# Anyone Modifying McIntosh MX-406 Head Units?



## lsm (Mar 11, 2009)

I've read about some mods being offered by Audio Creations in Japan, just wondering if anyone is doing the work here in the states. Thanks!


----------



## t3sn4f2 (Jan 3, 2007)

Same company that mods Bugatti Veyrons.


----------



## lsm (Mar 11, 2009)

t3sn4f2 said:


> Same company that mods Bugatti Veyrons.


I'm guessing I don't want to know the cost of admission then.... I found them last night through a random Google search.


----------



## t3sn4f2 (Jan 3, 2007)

lsm said:


> I'm guessing I don't want to know the cost of admission then.... I found them last night through a random Google search.


Nothing to do with cost. No one in their right mind mods a product in that class. Changing anything out would only result in prettier component names and MUCH likely degraded performance. It's a quality product as a whole, not a sum of individual quality parts. 

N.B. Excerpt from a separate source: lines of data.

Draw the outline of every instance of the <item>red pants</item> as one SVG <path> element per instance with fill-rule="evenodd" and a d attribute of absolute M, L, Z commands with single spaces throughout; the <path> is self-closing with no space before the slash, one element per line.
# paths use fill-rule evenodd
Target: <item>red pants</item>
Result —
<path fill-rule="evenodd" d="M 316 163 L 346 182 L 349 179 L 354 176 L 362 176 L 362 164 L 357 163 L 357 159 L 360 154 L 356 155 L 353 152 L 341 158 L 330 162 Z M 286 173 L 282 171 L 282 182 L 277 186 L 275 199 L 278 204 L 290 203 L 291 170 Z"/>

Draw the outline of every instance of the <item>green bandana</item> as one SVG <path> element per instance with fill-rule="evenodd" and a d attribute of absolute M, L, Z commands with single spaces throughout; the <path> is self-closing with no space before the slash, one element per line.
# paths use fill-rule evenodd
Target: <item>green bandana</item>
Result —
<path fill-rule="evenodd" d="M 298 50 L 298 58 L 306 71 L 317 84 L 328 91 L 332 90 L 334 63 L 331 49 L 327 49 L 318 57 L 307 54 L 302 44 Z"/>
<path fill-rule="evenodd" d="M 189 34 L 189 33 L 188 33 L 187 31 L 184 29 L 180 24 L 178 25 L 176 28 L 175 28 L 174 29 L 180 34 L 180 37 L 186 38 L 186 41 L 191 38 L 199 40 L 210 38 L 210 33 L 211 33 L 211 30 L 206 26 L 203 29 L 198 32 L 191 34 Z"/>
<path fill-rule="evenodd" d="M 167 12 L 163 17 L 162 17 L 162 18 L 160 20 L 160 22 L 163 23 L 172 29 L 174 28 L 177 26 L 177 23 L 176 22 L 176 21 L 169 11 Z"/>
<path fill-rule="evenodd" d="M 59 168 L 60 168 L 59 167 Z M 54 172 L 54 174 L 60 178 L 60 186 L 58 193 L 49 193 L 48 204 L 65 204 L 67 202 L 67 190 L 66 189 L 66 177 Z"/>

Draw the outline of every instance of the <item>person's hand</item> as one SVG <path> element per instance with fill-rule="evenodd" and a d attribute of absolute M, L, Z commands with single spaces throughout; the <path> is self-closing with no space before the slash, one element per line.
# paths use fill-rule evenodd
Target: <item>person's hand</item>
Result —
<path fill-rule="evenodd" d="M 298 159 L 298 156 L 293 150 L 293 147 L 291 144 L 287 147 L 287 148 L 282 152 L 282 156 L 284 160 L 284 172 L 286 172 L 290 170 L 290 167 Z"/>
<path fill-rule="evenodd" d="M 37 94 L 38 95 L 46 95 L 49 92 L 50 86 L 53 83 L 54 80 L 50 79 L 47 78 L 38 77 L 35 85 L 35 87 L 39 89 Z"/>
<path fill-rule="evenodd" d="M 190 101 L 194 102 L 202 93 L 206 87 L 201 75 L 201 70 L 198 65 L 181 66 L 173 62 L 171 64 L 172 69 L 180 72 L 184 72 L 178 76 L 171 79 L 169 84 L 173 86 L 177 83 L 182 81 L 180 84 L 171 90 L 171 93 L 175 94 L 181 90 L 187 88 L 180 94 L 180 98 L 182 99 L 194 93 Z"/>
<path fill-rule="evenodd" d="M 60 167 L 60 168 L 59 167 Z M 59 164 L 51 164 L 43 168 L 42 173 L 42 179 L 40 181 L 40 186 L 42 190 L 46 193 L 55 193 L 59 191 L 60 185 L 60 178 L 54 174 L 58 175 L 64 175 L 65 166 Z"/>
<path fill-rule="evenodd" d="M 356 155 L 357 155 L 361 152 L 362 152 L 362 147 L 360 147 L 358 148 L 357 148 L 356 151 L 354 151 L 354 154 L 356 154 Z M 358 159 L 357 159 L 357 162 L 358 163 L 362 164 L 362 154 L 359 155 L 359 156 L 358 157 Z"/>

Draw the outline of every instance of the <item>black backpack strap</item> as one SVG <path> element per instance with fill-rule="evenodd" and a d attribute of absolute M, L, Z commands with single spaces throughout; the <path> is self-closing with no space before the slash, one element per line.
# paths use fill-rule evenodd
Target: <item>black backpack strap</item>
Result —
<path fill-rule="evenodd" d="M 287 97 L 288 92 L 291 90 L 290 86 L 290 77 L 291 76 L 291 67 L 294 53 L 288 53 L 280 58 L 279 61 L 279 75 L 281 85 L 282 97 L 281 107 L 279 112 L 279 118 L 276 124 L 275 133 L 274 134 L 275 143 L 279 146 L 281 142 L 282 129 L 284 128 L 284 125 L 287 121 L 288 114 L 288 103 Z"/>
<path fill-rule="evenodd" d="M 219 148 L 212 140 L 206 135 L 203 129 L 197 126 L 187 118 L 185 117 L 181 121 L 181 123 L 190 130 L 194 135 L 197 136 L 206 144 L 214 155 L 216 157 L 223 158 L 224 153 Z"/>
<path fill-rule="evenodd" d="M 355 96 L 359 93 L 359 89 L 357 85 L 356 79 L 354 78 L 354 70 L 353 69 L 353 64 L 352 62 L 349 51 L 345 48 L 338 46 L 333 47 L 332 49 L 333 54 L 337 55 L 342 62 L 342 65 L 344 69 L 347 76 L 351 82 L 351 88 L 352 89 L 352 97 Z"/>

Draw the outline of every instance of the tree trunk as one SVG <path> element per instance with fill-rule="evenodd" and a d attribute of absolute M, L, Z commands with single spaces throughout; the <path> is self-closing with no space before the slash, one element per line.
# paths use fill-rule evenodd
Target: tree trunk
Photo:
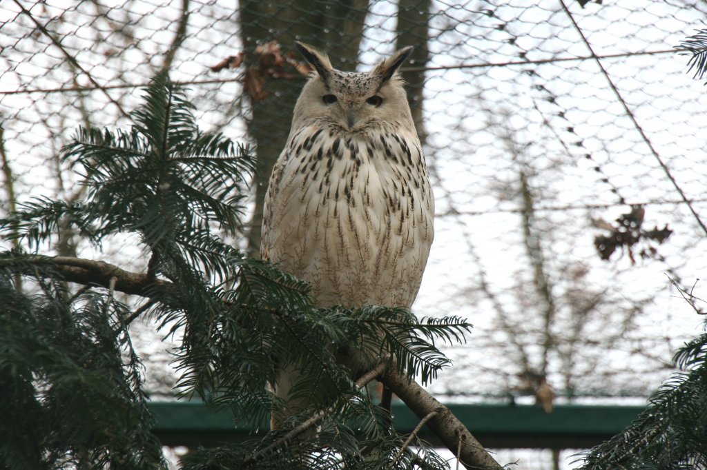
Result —
<path fill-rule="evenodd" d="M 430 59 L 428 47 L 429 40 L 430 9 L 431 0 L 399 0 L 398 22 L 396 28 L 396 49 L 414 46 L 409 63 L 404 64 L 401 73 L 407 83 L 407 95 L 415 121 L 420 143 L 423 146 L 427 133 L 423 126 L 423 94 L 425 85 L 425 68 Z M 407 69 L 407 70 L 406 70 Z"/>

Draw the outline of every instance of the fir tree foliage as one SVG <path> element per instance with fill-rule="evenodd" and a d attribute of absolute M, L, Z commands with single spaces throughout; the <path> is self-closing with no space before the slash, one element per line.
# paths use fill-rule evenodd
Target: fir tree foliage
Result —
<path fill-rule="evenodd" d="M 191 452 L 185 468 L 447 468 L 419 440 L 403 445 L 390 413 L 352 378 L 366 370 L 340 359 L 387 358 L 426 383 L 450 363 L 436 343 L 464 341 L 470 325 L 402 308 L 317 308 L 307 283 L 225 243 L 240 233 L 255 165 L 247 148 L 200 131 L 193 110 L 158 76 L 127 130 L 79 128 L 63 149 L 83 200 L 37 198 L 0 220 L 22 247 L 0 253 L 0 385 L 9 397 L 0 400 L 0 468 L 165 466 L 130 341 L 140 315 L 177 339 L 178 397 L 228 409 L 235 426 L 262 424 L 285 406 L 268 384 L 288 363 L 302 372 L 293 394 L 317 404 L 261 440 Z M 129 273 L 143 283 L 139 294 L 119 301 L 110 272 L 90 280 L 100 260 L 40 254 L 67 225 L 99 252 L 115 236 L 139 240 L 149 259 Z M 86 275 L 67 283 L 77 270 Z M 315 415 L 315 431 L 284 439 Z"/>
<path fill-rule="evenodd" d="M 707 72 L 707 30 L 698 30 L 695 34 L 682 41 L 678 49 L 682 55 L 689 55 L 687 71 L 695 69 L 694 78 L 701 79 Z"/>
<path fill-rule="evenodd" d="M 682 371 L 653 394 L 631 426 L 583 456 L 580 469 L 707 468 L 707 334 L 674 361 Z"/>
<path fill-rule="evenodd" d="M 688 71 L 694 68 L 694 78 L 702 78 L 707 72 L 707 30 L 682 41 L 679 49 L 691 56 Z M 691 293 L 683 296 L 702 314 L 694 305 L 699 299 Z M 707 468 L 707 333 L 684 344 L 673 361 L 680 372 L 653 394 L 631 426 L 583 454 L 580 469 Z"/>

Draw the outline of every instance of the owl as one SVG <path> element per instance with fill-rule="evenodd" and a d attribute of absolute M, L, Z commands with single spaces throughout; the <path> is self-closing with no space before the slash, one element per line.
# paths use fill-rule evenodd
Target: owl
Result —
<path fill-rule="evenodd" d="M 261 256 L 309 282 L 320 308 L 409 308 L 434 234 L 434 198 L 397 73 L 412 47 L 358 73 L 296 46 L 313 71 L 270 178 Z M 284 365 L 274 385 L 292 411 L 297 377 Z"/>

Although with the Veyron, it's surely both.


----------



## lsm (Mar 11, 2009)

t3sn4f2 said:


> Nothing to do with cost. No one in their right mind mods a product in that class. Changing anything out would only result in prettier component names and MUCH likely degraded performance. It's a quality product as a whole, not a sum of individual quality parts.
> 
> Although with the Veyron, it's surely both.


While I can't say I disagree with your statement I'm always interested in learning more. I've modded several high-end components in the past with excellent results. If nothing else it intrigued me to say the least...

What's with the Veyron? Did they actually modify one, and if so what did they do?? 

Thanks!


----------



## chefhow (Apr 29, 2007)

Contact Matt Roberts, aka MattR on the forum. What are you looking to mod?


----------



## lsm (Mar 11, 2009)

chefhow said:


> Contact Matt Roberts, aka MattR on the forum. What are you looking to mod?


Thanks! At this point I'm more looking into what mods can be performed and what you gain, etc. My first though was an external D/A Converter. I'll get ahold of Matt and go from there.


----------



## holman (Aug 10, 2012)

I would be interested in this also.


----------



## cobb2819 (Jan 13, 2011)

I'd be interested in getting some repairs done to my Subaru McIntosh double din. 


Sent from my iPad using Tapatalk


----------